Introducing
General Exercise


General Exercise

We at LOLA know that moving around after any pregnancy and birth can sometimes be difficult. And when you are coping with the loss of your baby, your own physical recovery may be the last thing on your mind. But when you are ready, becoming more physically fit is likely to help you not only to be more physically strong, but also more emotionally strong too.

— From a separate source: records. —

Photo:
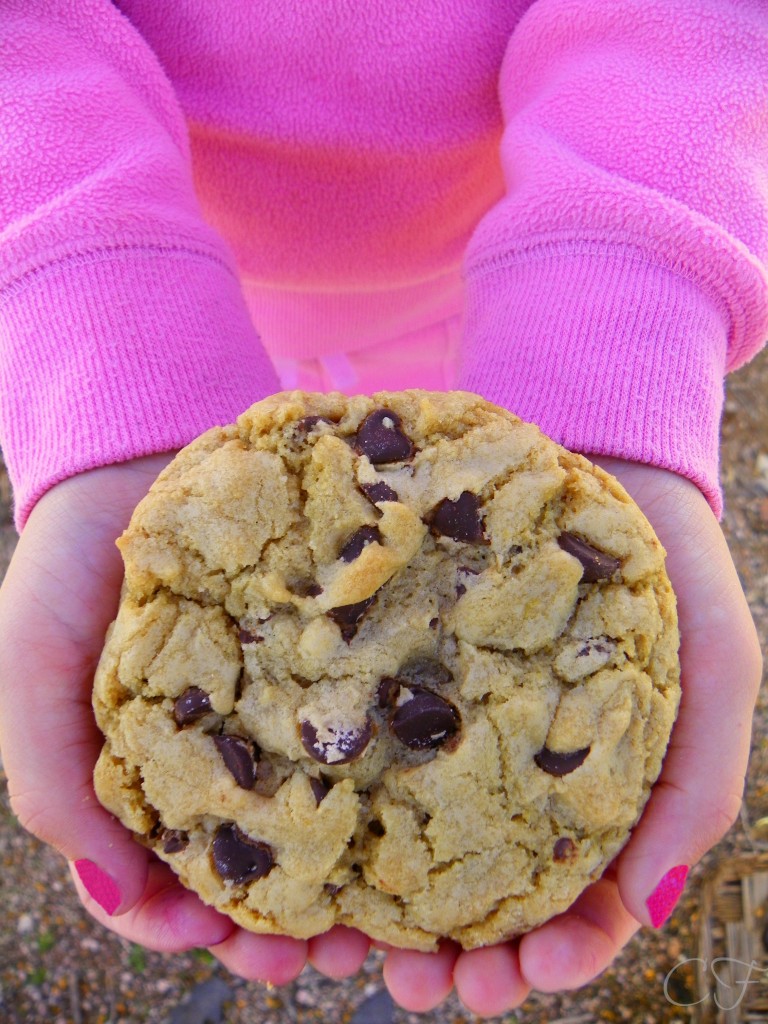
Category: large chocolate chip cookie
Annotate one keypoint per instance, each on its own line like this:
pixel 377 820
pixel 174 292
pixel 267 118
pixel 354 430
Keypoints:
pixel 398 662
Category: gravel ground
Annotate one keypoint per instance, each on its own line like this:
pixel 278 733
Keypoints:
pixel 57 967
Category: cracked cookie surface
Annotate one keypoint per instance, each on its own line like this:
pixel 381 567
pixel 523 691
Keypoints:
pixel 399 663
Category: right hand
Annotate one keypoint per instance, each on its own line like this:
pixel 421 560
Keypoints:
pixel 58 597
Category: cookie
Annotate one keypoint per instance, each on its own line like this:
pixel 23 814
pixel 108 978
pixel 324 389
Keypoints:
pixel 399 663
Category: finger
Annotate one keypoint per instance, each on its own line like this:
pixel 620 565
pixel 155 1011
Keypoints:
pixel 698 794
pixel 418 981
pixel 488 981
pixel 572 948
pixel 340 952
pixel 274 960
pixel 167 918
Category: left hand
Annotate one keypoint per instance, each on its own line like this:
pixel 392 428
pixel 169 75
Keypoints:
pixel 694 802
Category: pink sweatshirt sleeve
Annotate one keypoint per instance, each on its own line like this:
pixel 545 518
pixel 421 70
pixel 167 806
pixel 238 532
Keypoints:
pixel 123 330
pixel 625 270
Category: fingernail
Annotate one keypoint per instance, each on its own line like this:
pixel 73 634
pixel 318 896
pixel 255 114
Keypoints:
pixel 100 887
pixel 664 899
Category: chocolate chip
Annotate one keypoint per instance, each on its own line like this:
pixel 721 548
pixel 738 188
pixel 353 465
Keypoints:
pixel 240 858
pixel 379 492
pixel 320 788
pixel 238 755
pixel 174 840
pixel 460 519
pixel 345 743
pixel 597 564
pixel 387 690
pixel 381 439
pixel 424 720
pixel 347 616
pixel 564 849
pixel 190 706
pixel 359 540
pixel 560 764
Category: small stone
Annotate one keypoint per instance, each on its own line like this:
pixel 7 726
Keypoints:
pixel 25 925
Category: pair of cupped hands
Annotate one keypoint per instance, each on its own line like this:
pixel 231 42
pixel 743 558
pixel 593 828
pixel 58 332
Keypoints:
pixel 60 594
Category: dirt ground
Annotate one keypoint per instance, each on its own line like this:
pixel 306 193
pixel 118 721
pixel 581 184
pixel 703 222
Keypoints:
pixel 57 967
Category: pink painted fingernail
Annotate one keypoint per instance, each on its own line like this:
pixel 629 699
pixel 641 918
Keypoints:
pixel 100 887
pixel 663 900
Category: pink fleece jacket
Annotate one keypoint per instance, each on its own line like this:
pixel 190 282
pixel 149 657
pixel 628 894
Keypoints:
pixel 584 180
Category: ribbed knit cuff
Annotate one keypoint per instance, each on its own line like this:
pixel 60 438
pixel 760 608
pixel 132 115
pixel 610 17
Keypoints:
pixel 608 353
pixel 117 354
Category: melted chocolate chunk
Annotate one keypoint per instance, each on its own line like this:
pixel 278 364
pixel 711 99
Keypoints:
pixel 359 540
pixel 240 858
pixel 381 439
pixel 320 788
pixel 424 720
pixel 347 616
pixel 564 849
pixel 560 764
pixel 174 840
pixel 597 564
pixel 345 743
pixel 387 690
pixel 240 757
pixel 379 492
pixel 425 672
pixel 245 637
pixel 306 588
pixel 308 424
pixel 190 706
pixel 460 519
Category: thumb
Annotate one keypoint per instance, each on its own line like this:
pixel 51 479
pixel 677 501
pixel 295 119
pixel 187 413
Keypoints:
pixel 50 743
pixel 698 794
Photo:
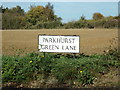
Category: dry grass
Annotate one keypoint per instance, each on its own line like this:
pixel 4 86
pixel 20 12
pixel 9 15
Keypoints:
pixel 91 40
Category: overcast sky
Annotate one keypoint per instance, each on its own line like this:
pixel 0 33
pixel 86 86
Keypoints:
pixel 70 11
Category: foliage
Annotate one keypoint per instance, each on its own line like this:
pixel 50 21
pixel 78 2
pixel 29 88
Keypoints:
pixel 66 68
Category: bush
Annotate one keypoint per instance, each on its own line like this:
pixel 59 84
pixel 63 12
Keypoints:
pixel 65 68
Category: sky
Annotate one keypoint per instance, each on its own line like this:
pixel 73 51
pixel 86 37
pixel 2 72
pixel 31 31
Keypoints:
pixel 72 11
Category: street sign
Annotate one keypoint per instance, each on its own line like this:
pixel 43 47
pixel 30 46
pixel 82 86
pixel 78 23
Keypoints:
pixel 51 43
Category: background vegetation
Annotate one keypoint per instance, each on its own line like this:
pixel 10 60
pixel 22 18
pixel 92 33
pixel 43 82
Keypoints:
pixel 39 17
pixel 72 70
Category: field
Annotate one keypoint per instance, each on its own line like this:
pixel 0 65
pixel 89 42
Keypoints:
pixel 23 41
pixel 91 68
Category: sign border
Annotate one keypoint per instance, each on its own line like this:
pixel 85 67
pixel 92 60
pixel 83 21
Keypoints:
pixel 59 35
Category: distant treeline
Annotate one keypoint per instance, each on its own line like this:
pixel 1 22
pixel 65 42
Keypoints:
pixel 39 17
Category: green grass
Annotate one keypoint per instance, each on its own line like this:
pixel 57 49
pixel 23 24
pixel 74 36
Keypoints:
pixel 67 69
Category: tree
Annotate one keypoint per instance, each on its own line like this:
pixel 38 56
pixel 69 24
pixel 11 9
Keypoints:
pixel 39 16
pixel 97 16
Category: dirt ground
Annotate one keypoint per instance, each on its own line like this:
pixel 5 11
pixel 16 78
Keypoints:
pixel 23 41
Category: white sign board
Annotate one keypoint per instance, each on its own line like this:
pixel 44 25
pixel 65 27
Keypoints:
pixel 68 44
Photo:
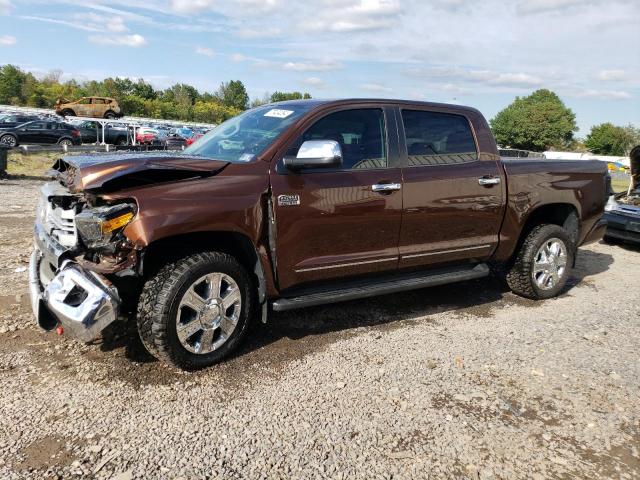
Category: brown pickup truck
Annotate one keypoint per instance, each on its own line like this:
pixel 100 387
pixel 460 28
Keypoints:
pixel 296 204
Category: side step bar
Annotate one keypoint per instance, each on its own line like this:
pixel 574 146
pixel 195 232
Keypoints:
pixel 382 287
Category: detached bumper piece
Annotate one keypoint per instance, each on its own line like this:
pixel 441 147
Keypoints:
pixel 82 302
pixel 623 227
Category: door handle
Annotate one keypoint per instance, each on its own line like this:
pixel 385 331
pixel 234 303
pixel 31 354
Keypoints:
pixel 488 181
pixel 385 187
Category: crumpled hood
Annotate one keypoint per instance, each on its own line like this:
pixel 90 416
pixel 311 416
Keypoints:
pixel 125 170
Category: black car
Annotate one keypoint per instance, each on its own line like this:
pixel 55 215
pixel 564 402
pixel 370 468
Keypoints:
pixel 10 120
pixel 40 132
pixel 622 211
pixel 91 132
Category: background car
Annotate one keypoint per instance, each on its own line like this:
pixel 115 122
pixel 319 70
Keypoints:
pixel 9 120
pixel 41 132
pixel 95 107
pixel 146 135
pixel 91 132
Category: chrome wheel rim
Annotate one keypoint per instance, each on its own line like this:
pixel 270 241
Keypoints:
pixel 208 313
pixel 550 264
pixel 8 140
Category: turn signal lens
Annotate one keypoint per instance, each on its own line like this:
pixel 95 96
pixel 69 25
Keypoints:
pixel 109 226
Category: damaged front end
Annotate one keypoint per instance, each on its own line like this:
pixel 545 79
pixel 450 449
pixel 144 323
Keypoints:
pixel 80 253
pixel 622 211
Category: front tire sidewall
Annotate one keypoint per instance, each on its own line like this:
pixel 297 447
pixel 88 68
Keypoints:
pixel 9 141
pixel 164 326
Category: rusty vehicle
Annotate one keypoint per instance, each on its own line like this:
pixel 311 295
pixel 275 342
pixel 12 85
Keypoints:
pixel 92 107
pixel 297 204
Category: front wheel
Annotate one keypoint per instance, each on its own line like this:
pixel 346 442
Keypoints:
pixel 543 263
pixel 9 140
pixel 195 310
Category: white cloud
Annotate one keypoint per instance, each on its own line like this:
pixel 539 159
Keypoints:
pixel 111 23
pixel 612 75
pixel 314 82
pixel 134 40
pixel 260 32
pixel 7 40
pixel 319 66
pixel 603 94
pixel 207 52
pixel 375 87
pixel 5 7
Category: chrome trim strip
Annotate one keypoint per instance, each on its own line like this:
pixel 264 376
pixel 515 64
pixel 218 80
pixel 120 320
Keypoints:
pixel 445 251
pixel 341 265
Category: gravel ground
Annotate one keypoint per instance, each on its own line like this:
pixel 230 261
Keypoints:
pixel 465 381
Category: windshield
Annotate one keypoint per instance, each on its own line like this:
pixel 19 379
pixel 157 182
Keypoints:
pixel 243 138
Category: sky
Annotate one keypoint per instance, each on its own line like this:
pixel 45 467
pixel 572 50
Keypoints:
pixel 479 53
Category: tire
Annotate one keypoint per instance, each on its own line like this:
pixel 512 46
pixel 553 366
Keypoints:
pixel 534 273
pixel 162 308
pixel 9 140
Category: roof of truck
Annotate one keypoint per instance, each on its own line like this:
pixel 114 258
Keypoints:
pixel 314 102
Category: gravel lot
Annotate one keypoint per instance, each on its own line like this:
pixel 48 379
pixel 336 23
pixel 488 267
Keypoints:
pixel 465 381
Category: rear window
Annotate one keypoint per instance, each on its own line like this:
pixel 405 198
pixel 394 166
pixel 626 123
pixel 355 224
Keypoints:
pixel 435 138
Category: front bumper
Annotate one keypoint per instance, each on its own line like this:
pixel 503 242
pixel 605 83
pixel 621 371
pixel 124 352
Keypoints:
pixel 623 227
pixel 83 302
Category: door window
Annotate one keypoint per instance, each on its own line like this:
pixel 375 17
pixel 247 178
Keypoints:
pixel 360 133
pixel 435 138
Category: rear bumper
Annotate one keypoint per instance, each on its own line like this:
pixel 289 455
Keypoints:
pixel 623 227
pixel 82 302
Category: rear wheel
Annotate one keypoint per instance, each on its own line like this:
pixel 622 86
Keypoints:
pixel 543 263
pixel 9 140
pixel 194 311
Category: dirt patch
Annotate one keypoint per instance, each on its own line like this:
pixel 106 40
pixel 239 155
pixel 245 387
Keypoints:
pixel 44 453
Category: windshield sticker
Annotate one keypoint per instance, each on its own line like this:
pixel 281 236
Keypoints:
pixel 278 113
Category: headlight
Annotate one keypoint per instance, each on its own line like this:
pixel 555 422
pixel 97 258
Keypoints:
pixel 98 226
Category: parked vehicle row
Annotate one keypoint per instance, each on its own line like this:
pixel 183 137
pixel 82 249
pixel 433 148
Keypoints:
pixel 41 132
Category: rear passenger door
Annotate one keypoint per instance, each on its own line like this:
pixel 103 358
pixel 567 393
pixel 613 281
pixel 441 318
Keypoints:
pixel 452 198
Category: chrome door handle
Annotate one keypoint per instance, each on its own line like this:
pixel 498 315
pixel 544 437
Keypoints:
pixel 488 181
pixel 385 187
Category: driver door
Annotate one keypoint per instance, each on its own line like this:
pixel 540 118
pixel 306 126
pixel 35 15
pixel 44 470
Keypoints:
pixel 343 221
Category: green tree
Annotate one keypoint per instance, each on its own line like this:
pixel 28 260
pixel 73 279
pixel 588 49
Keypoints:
pixel 537 122
pixel 12 81
pixel 233 94
pixel 609 139
pixel 282 96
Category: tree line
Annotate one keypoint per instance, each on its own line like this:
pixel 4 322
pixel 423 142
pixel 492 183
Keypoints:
pixel 136 97
pixel 541 121
pixel 538 122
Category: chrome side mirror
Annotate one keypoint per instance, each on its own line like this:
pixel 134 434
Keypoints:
pixel 316 154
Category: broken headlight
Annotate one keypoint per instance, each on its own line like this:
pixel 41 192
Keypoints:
pixel 98 227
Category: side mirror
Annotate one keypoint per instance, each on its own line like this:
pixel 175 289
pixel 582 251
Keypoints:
pixel 315 154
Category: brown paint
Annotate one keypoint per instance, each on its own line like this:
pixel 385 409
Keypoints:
pixel 341 227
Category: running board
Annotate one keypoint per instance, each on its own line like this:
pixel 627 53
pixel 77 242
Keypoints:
pixel 382 287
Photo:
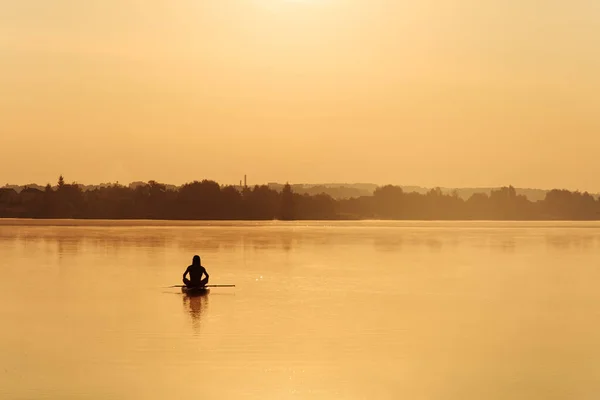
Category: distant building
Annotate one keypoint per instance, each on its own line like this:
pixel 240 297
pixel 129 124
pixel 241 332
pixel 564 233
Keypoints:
pixel 30 194
pixel 8 196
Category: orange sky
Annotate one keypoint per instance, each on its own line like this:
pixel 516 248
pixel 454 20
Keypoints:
pixel 433 93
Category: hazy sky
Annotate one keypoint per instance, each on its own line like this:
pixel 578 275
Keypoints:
pixel 425 92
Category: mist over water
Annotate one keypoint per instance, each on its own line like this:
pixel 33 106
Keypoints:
pixel 345 310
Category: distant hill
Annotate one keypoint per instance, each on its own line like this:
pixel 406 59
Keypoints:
pixel 335 190
pixel 347 190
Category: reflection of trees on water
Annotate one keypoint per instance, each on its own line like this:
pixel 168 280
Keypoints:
pixel 71 240
pixel 195 306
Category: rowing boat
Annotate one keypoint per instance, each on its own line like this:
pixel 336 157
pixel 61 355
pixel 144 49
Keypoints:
pixel 195 291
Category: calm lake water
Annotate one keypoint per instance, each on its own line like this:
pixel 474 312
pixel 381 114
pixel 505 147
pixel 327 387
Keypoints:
pixel 344 310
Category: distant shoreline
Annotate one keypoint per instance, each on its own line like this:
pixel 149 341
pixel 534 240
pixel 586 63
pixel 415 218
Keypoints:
pixel 209 201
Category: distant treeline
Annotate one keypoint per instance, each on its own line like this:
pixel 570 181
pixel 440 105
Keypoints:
pixel 208 200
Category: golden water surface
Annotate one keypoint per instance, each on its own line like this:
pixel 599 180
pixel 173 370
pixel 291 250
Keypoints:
pixel 345 310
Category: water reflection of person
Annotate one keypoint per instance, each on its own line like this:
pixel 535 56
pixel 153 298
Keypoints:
pixel 195 306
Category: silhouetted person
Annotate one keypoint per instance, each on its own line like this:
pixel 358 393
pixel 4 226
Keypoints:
pixel 196 271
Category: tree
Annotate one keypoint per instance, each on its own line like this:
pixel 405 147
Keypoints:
pixel 287 210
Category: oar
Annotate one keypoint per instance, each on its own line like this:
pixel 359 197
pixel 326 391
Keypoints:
pixel 203 286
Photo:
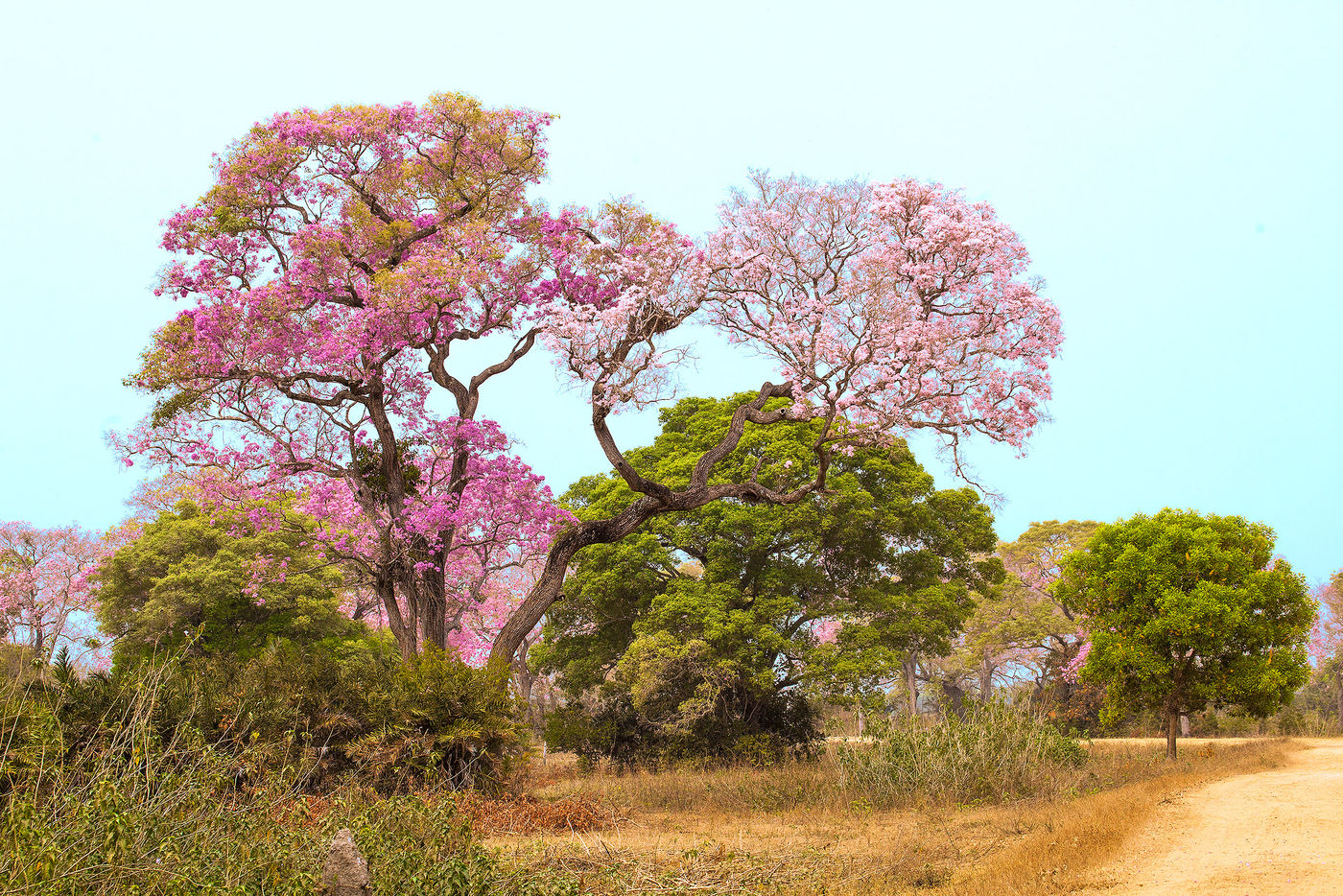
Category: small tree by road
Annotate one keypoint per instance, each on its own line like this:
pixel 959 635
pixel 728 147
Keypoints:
pixel 1185 610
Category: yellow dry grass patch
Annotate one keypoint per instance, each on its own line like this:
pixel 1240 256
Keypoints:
pixel 789 829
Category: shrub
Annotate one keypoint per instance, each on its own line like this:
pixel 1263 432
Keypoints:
pixel 318 714
pixel 994 752
pixel 610 727
pixel 131 813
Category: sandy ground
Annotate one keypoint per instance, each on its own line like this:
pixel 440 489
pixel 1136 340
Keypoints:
pixel 1261 835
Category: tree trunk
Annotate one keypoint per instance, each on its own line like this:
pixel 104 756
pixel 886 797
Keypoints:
pixel 910 670
pixel 1338 694
pixel 1171 730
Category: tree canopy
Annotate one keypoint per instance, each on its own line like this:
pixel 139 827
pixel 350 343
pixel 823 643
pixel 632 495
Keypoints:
pixel 342 258
pixel 1186 610
pixel 218 583
pixel 832 593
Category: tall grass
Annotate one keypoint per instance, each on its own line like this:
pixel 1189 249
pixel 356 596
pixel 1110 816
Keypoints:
pixel 994 752
pixel 137 809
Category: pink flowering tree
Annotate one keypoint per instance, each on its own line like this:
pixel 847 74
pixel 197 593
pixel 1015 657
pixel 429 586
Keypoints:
pixel 886 308
pixel 1326 644
pixel 328 274
pixel 1041 633
pixel 44 594
pixel 342 255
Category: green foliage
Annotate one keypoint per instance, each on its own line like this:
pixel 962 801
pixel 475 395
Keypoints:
pixel 1188 610
pixel 140 813
pixel 190 578
pixel 994 752
pixel 712 614
pixel 672 701
pixel 316 715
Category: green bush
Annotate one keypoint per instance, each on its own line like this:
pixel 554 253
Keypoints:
pixel 994 752
pixel 134 813
pixel 318 715
pixel 610 727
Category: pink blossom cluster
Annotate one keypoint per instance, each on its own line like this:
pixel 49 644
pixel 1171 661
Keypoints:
pixel 1326 640
pixel 892 305
pixel 46 596
pixel 342 255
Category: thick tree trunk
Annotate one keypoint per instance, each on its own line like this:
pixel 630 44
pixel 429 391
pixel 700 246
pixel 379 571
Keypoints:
pixel 1171 730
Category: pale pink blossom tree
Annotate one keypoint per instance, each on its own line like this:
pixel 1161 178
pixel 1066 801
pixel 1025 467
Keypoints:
pixel 886 308
pixel 44 594
pixel 342 257
pixel 1326 644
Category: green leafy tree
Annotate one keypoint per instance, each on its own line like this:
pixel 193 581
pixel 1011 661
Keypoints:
pixel 218 583
pixel 1186 610
pixel 749 601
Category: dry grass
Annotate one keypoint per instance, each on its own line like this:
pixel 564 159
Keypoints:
pixel 788 829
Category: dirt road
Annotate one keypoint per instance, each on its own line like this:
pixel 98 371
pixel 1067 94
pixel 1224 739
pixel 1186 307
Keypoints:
pixel 1261 835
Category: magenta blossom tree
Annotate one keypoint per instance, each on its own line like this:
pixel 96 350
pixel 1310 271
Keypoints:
pixel 342 255
pixel 331 271
pixel 44 591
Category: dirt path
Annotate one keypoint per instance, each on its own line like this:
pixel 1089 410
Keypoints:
pixel 1266 833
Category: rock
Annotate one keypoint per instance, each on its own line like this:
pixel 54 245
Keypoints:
pixel 345 872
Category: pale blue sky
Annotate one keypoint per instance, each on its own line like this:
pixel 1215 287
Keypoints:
pixel 1172 168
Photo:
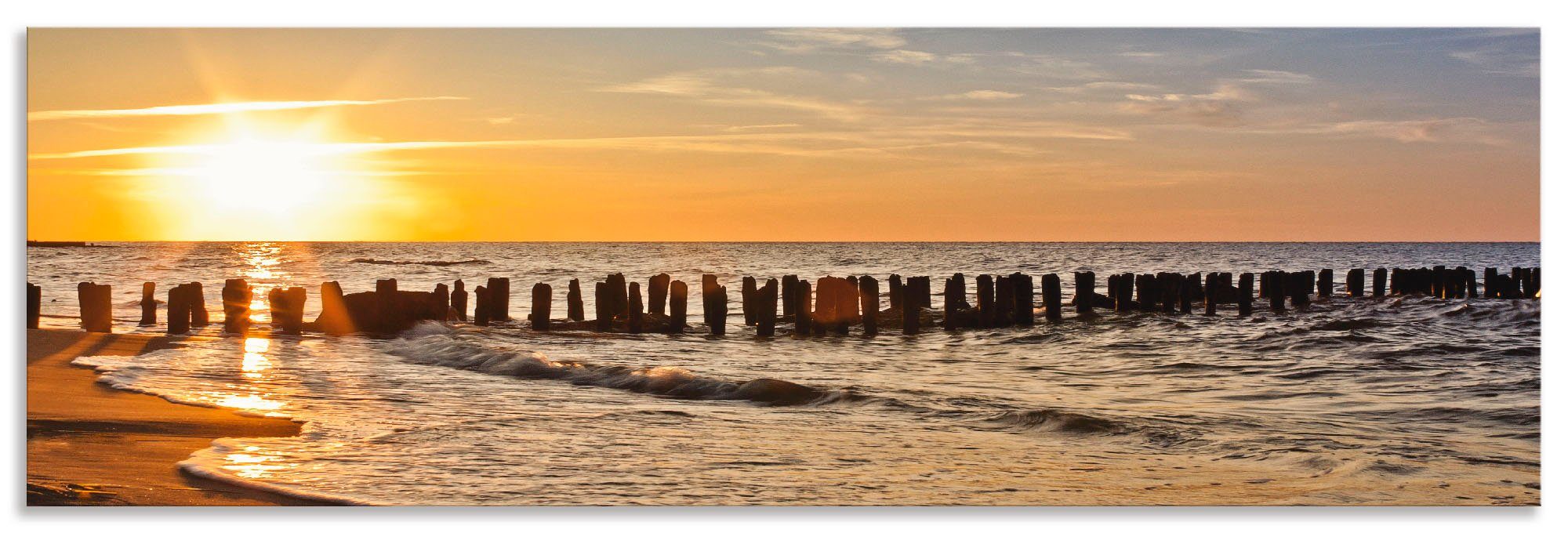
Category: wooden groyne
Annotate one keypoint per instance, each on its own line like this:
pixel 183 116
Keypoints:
pixel 830 306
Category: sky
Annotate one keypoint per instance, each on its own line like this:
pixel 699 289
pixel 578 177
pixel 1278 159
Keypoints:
pixel 785 136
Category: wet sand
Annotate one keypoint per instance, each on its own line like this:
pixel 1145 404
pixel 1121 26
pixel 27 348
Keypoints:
pixel 89 444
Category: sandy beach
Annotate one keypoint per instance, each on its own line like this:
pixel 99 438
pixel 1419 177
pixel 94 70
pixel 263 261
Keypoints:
pixel 89 444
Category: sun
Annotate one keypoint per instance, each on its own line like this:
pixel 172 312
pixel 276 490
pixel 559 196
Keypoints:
pixel 256 178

Being ready for movement is important: with any exercise or movement you choose to try after delivering your baby, it is important to start slow, build gradually and listen to your body: people recover their physical fitness after pregnancy and childbirth at different rates. This information is general in nature and only intended to be a guide to some of the things you may do; you will need to consider it in line with your own body’s needs and make decisions that are right for you to avoid any injury. Always take care to start slowly and increase only gradually and with the advice of anyone taking care of your well being. Don’t over do it, be sure to pace yourself, and accept offers of help, too.  Be sure to make time to rest, too.

Walking

Walking is generally a good exercise to begin with and being out of bed and walking around will aid your physical recovery (unless you have been told otherwise). Walking as exercise, provided it is at a comfortable pace and you are not in pain at any time doing so, may be a good way to begin your physical recovery. As a starting point, gradually increase the time and pace of your walking every day during the first 6 weeks.

Swimming

Most women are able to start swimming once they have had 7 consecutive days clear from vaginal bleeding/discharge after a delivery. If you have had stitches for any reason, it may be sensible to wait and it is best to check with your GP as to when you are safely able to swim. Once you get the go-ahead, a gentle swimming routine, at a comfortable pace and with no pain, may be a good way to begin your physical recovery. As with walking, gradually increase the time and pace of your swimming.

Movement

The LOLA Project offers you two general exercise and movement routines which are designed to help you get your body moving again after the loss of your baby.
 

Why Movement Matters

Here, Helen Lincoln, pre and post-natal Pilates specialist and biomechanics coach, explains how the movement sequences she has designed for post-natal and grieving mums will help them to repair their bodies, and to begin to repair themselves. 
 



 

Movement in the Early Days

Helen explains the early days sequence, when it is appropriate for mums to do and how it will help you after delivering your baby.

This is a short, 12 minute sequence of gentle movements (that you can do at any time post-delivery) to bring back an awareness within your body. 

It will also promote your circulation which will energise and aid repair in these very early days. It may also be something to help relax the mind and ease tensions if you need help sleeping.  You can do this anywhere quiet and comfortable (for example in bed, on an exercise mat or on carpeted floor).

 



 

Movement for Strengthening

This routine is designed to release tensions in shoulders, neck and rib cage, realign the pelvis and spine, activate the deep core and help you to gradually increase strength.

Here, Helen explains why you should only attempt this routine after you have been signed off by your GP, and how it is designed to bring you back to having some sense of free movement and physical strength and wellbeing.

This 45 minute sequence is designed to give you some ideas to get your moving and all of them are designed to make you feel good – none of them should feel difficult. If there is pain then stop immediately – none should require any strain. The exercises provided here are designed to be effective by re-aligning the body, allowing your body to move better all day and to help you re-gain strength and mobility, naturally.

This routine is only suitable after your GP has given you the go ahead for exercise. Please go at your own pace; maybe you have had that GP sign-off but are still feeling physically fragile or exhausted. It is important for you to remember it is your body and your recovery at your pace that will work best. Your body may feel and respond differently to exercise compared with what you are used to. Everyone is different so it’s only your experience that matters, it’s how you feel and your body responds that’s important.

Try not to just follow the instructions (which is tempting when you are exhausted) but pause, work out where you need the extra time, where you need the extra emphasis, the deeper concentration, the slight re-adjustments.

If you are starting back to exercising at this stage it might be helpful to work through the early days sequence at least once before you embark on this routine to check-in with your body. Or, if you may just wish to use the early days sequence as a warm up.

 

WARNING: contra-indications:

· Please only exercise once your GP has confirmed you are fit to do so.

· If you feel any discomfort or pain when moving, especially round the hips, pelvis or back then stop immediately and go back to your GP.

· Do not do any of the bridging sequence until all bleeding has stopped.

· If you have any separation of the pubic bone then do not do any lateral movements of the legs.




Yoga & Pilates

Post-natal yoga and Pilates can also aid your physical and emotional recovery after experiencing baby loss. Yoga and Pilates classes of varying lengths and types which have been designed specifically for post-natal mums who are grieving after the loss of their babies, are available under the yoga and Pilates tabs on this website. They are free for you to download and do in the privacy of your own home.